Vilsack also mentioned a priority topic for the AFBF — immigration reform. As Farm Bureau members gathered at the Gaylord Opryland Hotel and Convention Center, the AFBF announced Jan. 11 that it was joining the Agriculture Workforce Coalition, a group of 10 farm groups.

The AWC announced its proposal to reform the current agricultural guest worker program and gave a no-confidence vote to the current H-2A guest worker program.

“This is a wonderful opportunity for us in rural America to embrace diversity, to embrace an immigration policy that makes sense, to embrace comprehensive immigration reform, to embrace the solving of this problem that has vexed us for so long, the creation of a stronger immigration system in this country,” Vilsack said.

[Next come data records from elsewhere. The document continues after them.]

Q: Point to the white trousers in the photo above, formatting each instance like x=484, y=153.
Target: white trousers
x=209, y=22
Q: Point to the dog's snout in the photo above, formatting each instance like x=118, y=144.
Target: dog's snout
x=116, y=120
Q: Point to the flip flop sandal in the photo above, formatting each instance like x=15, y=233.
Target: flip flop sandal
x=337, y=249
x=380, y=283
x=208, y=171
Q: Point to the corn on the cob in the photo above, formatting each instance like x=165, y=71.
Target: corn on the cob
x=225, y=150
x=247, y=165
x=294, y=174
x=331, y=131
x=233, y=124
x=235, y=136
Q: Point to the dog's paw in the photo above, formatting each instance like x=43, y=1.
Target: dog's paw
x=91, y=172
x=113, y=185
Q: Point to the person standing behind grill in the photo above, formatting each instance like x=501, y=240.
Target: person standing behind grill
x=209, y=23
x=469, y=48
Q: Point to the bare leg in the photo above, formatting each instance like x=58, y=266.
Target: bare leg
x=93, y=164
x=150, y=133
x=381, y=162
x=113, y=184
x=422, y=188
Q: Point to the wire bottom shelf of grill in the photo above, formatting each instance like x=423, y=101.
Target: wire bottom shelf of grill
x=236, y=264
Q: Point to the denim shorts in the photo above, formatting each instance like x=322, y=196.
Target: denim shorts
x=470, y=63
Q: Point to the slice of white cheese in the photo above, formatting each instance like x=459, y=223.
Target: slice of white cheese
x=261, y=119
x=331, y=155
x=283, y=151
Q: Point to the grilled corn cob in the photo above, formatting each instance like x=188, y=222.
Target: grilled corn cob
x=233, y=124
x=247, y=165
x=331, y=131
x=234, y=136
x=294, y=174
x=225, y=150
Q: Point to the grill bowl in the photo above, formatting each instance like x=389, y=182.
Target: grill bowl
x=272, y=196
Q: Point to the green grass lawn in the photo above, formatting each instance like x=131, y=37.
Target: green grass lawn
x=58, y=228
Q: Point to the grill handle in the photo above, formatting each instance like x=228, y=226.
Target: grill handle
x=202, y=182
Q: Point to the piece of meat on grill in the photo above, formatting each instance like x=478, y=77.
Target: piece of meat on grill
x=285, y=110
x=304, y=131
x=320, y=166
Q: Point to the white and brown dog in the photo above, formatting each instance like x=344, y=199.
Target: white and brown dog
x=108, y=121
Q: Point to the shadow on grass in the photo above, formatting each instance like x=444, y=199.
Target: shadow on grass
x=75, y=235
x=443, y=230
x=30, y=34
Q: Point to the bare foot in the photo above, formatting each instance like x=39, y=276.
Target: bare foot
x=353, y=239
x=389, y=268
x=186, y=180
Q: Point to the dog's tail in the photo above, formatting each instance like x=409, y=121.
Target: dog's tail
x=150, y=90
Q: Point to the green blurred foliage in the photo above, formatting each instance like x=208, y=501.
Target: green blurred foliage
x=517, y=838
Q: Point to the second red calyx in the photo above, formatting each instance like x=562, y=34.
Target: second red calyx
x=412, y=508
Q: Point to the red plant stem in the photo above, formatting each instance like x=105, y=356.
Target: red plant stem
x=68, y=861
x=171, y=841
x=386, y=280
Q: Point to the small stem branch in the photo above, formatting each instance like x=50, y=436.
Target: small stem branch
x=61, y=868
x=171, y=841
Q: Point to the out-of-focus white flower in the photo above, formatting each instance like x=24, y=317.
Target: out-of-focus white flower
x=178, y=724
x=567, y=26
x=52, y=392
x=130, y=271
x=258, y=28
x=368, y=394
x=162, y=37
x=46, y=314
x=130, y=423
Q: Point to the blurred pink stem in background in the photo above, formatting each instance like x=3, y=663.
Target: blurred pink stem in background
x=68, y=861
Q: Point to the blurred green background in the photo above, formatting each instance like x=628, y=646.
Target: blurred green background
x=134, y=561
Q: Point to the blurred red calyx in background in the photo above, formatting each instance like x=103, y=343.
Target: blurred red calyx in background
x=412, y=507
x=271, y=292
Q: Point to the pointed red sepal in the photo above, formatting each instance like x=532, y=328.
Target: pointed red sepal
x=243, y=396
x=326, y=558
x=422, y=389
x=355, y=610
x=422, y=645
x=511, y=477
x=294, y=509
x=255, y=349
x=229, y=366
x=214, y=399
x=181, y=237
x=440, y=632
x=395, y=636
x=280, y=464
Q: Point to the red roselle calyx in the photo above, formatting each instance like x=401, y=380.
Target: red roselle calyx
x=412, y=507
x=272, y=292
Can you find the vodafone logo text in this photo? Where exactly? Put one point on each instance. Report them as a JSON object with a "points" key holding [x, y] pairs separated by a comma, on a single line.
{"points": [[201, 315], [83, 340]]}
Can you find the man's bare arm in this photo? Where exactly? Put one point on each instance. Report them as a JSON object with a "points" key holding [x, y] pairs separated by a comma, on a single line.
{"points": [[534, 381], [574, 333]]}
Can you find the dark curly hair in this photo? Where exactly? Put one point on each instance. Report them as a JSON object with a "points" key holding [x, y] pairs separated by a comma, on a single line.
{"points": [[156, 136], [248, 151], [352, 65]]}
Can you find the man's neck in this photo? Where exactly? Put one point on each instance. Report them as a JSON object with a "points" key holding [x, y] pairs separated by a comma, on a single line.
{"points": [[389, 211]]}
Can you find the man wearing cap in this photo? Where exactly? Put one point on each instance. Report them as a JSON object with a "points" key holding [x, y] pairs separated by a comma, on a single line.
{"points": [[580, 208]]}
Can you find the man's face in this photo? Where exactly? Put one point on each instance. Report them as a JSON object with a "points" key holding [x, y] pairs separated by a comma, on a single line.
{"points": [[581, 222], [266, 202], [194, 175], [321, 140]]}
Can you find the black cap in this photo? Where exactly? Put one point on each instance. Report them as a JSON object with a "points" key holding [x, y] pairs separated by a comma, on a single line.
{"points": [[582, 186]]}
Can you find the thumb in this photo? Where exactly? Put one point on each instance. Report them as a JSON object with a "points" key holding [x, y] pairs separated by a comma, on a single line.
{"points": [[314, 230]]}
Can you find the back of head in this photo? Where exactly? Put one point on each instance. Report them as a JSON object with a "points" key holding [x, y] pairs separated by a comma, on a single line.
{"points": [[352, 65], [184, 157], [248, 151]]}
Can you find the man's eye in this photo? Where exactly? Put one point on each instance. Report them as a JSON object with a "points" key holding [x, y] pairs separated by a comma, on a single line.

However, the secretary of agriculture, who announced just prior to his address in Nashville that he will be staying on in the Obama Cabinet for a second term, may have raised eyebrows with his reference to the HSUS.

“Now, I know there are not too many fans of the Humane Society in this room, but egg producers thought it was in their best interest to avoid 50 different referendums, 50 different sets of rules, so they sat down with folks and they reached common ground,” he said.

“I think the egg producers have the right idea. Now, the issues may be different for different types of producers, but we need to be constructively engaged at all times in conversations.”

Vilsack concluded by expressing optimism that rural America will get back into the spotlight in the coming year and American farmers will get the credit due them from the consuming public.

“I’ve got a feeling we’re beginning to turn the corner. I’ve got a feeling that 2013 is going to be the year where people begin to pay a lot of attention to what takes place n rural America,” he said.

“And I’ve got a feeling that eventually the greatest producers, the greatest farmers in the world are going to get their due. It’s long overdue.”